Bu yazımızda, finansal başarıya ulaşmanın sırlarını keşfedeceksiniz. İmkanlarınızı genişletmenin öneminden, aktif ve pasif gelir arasındaki farklara, genç yaşta zengin olmanın stratejilerinden, büyük düşünmenin ve para ile yaşam enerjisi arasındaki ilişkiye kadar geniş bir perspektif sunuyoruz. Yanlış hedefler ve batık maliyetler gibi yaygın yanılgılardan nasıl kaçınacağınızı, kendi şansınızı yaratmanın yollarını ve daha fazla para kazanmanın maliyetlerini öğreneceksiniz. Para kazanma yolunda iradeye güvenmenin risklerini ve en kötü senaryoları göz önünde bulundurarak, stratejik adımlar atmanın yollarını tartışıyoruz.
Bu tavsiye Robert Kiyosaki'nin "İkinci Şans" adlı kitabından alıntıdır. Kiyosaki, eğer bir finansal planlamacıya giderseniz size para biriktirmenizi ve harcamalarınızı kısmanızı söyleyecektir. Böylece en sevdiğiniz restoranda bir akşam yemeği yemek gibi hoşunuza giden şeyleri yapmayı bırakacaksınız. O halde neden denklemin diğer tarafından bakmıyoruz? Yani neden akşam yemeğinin fiyatının önemsiz hale gelmesi için daha fazla para kazanmanın yollarını bulmuyoruz?
Harcamaları kısmak tutkuyu öldürür. Kimse sabahları masraflarımı kısayım da fazladan birkaç liram olur diye heyecanlı bir şekilde uyanmaz. Çünkü bu motive eden bir şey değildir. Her zaman daha fazla para kazanmaya ve param yetmez demek yerine buna param nasıl yeter demeye odaklanın. Başından beri bu tavsiye iki sebepten ötürü önemlidir:
Gün içinde aldıkları her şeyi tek tek Excel dosyasına yazan insanlar tanıyoruzdur. Bu insanlar sürekli harcama kısmanın yollarını ararlar. Birkaç TL tasarruf etmek için mağaza mağaza gezer ve sevdikleri 20 liralık şeyi almamak için sınırlı iradelerini harcarlar. Tüm bunlar çok fazla enerji gerektirir ve bu enerjiyi daha fazla para kazanmaya harcarsanız çok daha iyi geri dönüşler alırsınız.

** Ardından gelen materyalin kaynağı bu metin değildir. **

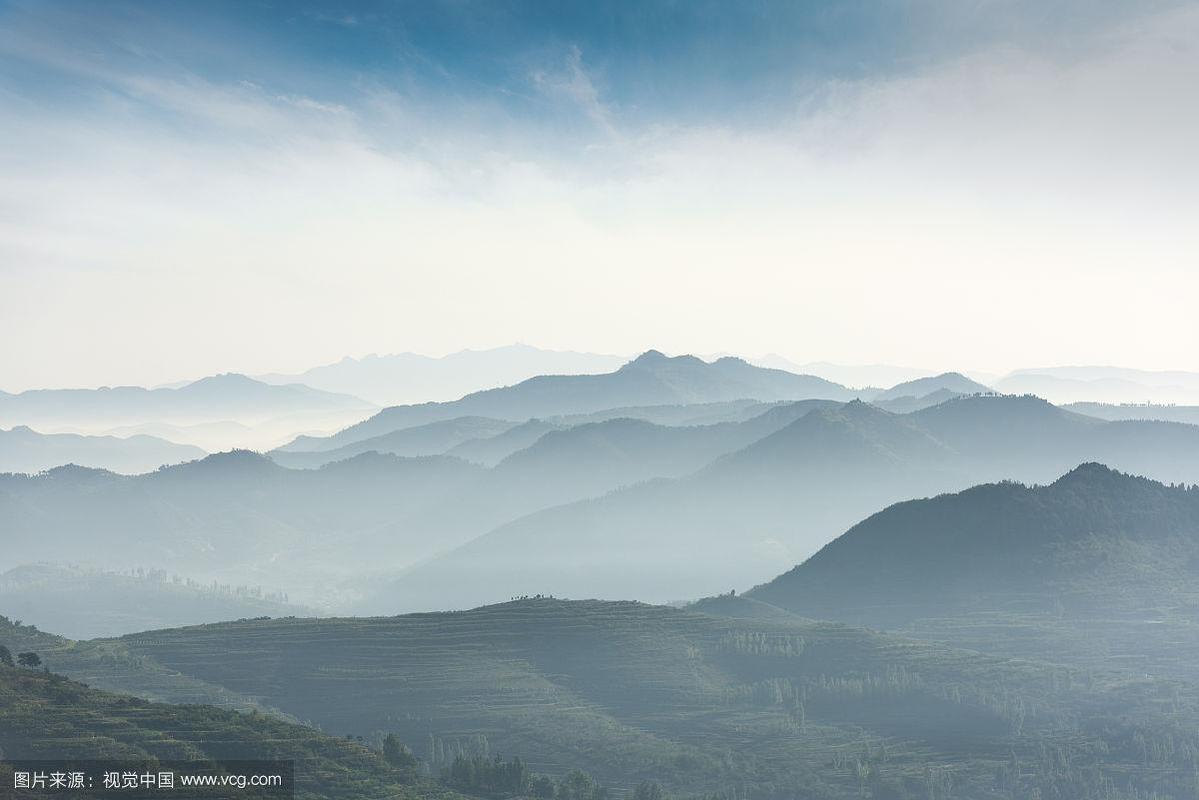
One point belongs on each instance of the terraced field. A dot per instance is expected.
(44, 716)
(759, 708)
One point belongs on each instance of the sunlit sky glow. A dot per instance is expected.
(199, 187)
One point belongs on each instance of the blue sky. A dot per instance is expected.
(829, 180)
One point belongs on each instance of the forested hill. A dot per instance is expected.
(46, 716)
(705, 704)
(650, 379)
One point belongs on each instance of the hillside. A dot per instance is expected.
(24, 450)
(650, 379)
(1096, 567)
(214, 398)
(758, 511)
(490, 451)
(88, 603)
(46, 716)
(949, 382)
(241, 519)
(411, 378)
(1163, 413)
(700, 703)
(432, 439)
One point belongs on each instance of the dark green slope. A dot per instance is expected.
(432, 439)
(778, 708)
(44, 716)
(1098, 567)
(757, 511)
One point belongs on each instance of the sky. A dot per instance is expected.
(261, 186)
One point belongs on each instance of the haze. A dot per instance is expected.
(192, 188)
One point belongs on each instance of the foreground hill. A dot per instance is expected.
(241, 519)
(705, 704)
(44, 716)
(650, 379)
(1095, 567)
(220, 397)
(24, 450)
(777, 500)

Fazla kazanç elde etmek daha fazla sorunu çözmektir. Yani o kadar da korkunç bir şey değildir. Ne kadar çok problem çözerseniz o kadar çok kazanç elde edersiniz. Daha fazla para kazanmanın ve problem çözmenin yolu küçük problemleri çözerek başlamaktır. Bunlar genellikle belirli konularda bilgi eksikliği veya özgüven eksikliği gibi kişisel düzeydeki sorunlardır. Bunları aştıktan sonra daha karmaşık olanlara geçersiniz. Bir problemi çözdüğünüzde çözülmesi gereken başka bir problemin olduğu daha yüksek bir seviyeye geçiş yaparsınız. Ne kadar çok maddi problem çözerseniz o kadar akıllı olursunuz ve o kadar çok kazanırsınız. Bu tam tersi şekilde de çalışır. Ne kadar çok maddi problemi görmezden gelirseniz o kadar çok yoksullaşırsınız.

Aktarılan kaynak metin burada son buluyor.